Thank you for your kind words. 

On the front we used Weeping moss on the Lava stones glued. Spiky went to the bottom of the large wood pieces to give a skirt effect also with superglue.
There are several riccardia patches which also Superglue tied. And on the middle path Fissidens Fontanus used Riccia Line (kind of fishing line) to fix it.
I think we used like 15-20x3g super glue at the setup  But after many months the mosses are there.

We let the tank live it's life after the contest shooting. I just love when mosses grows in it's best form. If you trim it you will never see the real shapes.
This was a beautiful showpiece in our gallery, but time is ticking and rather than trim it we will dismantle the tank shortly to have something new to our visitors.

The current look which i shoot in the past few days.

Green Aqua Showroom by viktorlantos, on Flickr

Green Aqua Showroom by viktorlantos, on Flickr

Green Aqua Showroom by viktorlantos, on Flickr

Green Aqua Showroom by viktorlantos, on Flickr


----------



## Alexander Belchenko (11 Aug 2014)

Crazy moss.


----------



## Greenfinger2 (11 Aug 2014)

Hi Viktorlantos , Fab thread Learning lots Thank you for sharing, The Show room is superb great design and lay out


----------



## Mr.

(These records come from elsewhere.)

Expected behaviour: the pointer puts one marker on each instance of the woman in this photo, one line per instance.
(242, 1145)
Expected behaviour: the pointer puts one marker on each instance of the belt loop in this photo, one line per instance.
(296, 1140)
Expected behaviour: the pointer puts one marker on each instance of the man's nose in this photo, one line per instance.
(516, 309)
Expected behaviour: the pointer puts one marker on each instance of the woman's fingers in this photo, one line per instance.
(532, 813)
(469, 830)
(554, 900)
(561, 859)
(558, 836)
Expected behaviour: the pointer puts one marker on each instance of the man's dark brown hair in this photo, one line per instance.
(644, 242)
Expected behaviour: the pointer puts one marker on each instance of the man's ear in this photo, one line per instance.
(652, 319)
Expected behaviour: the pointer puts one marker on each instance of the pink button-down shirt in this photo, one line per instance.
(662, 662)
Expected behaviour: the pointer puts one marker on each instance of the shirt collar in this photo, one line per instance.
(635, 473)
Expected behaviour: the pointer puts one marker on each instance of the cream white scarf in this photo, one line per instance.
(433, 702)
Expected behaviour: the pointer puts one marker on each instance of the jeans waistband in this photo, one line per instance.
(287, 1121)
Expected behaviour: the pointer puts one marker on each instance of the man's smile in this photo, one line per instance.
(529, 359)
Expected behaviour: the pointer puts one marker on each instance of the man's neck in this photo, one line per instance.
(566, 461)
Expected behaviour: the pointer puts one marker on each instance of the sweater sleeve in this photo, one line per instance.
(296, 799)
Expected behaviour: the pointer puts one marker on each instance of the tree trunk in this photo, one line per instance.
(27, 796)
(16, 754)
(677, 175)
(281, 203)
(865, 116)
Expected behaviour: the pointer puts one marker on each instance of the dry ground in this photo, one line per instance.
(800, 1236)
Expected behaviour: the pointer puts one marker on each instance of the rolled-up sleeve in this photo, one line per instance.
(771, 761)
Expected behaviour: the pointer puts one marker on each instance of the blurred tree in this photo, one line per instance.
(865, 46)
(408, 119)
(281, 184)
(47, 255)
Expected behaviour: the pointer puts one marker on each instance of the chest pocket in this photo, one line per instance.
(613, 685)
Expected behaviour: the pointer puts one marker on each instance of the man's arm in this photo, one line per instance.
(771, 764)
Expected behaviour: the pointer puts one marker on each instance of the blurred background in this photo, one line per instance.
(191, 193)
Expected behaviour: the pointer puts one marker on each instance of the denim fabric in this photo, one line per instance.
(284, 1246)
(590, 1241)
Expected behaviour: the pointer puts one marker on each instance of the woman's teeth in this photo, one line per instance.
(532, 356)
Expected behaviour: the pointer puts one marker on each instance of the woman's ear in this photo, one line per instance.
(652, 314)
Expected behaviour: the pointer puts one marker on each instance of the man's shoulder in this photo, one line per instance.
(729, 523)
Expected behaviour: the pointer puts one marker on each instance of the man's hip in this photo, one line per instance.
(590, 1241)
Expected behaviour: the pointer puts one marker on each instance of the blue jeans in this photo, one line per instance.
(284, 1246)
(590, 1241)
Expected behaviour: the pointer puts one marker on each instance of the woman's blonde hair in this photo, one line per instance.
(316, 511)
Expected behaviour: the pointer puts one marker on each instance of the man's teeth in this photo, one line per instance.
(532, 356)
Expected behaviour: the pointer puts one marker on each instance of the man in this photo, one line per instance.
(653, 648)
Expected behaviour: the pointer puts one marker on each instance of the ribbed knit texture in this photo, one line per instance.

Teapot (11 Aug 2014)

Your customers are extremely lucky to have such an amazing, inspiring space… I'd be utterly paupered if this was my LFS!


----------



## Ady34 (21 Aug 2014)

i so want to visit Budapest  Stunning aquascapes and store, a credit to you and your team.


----------



## Nathaniel Whiteside (21 Aug 2014)

Yeah, your literally  the reason Ive just signed up to Flikr Viktor.

You should have a new 'follower' :yawn:


----------



## Ben C (25 Aug 2014)

Viktor - you fancy opening a shop over here in the UK...?!


----------



## Trevor Pleco (26 Aug 2014)

Yep, that show room looks superb ! I definitely want to make plans to go to Hungary to experience this and meet the main man, we have nothing like this here. If I have time afterwards I might even visit some of the other great Budapest tourist attractions


----------



## The_Iceman (28 Aug 2014)

Absolutely stunning!

Need to give you a visit, when I've the time to go to Hungary!

Cheers,
Christian


----------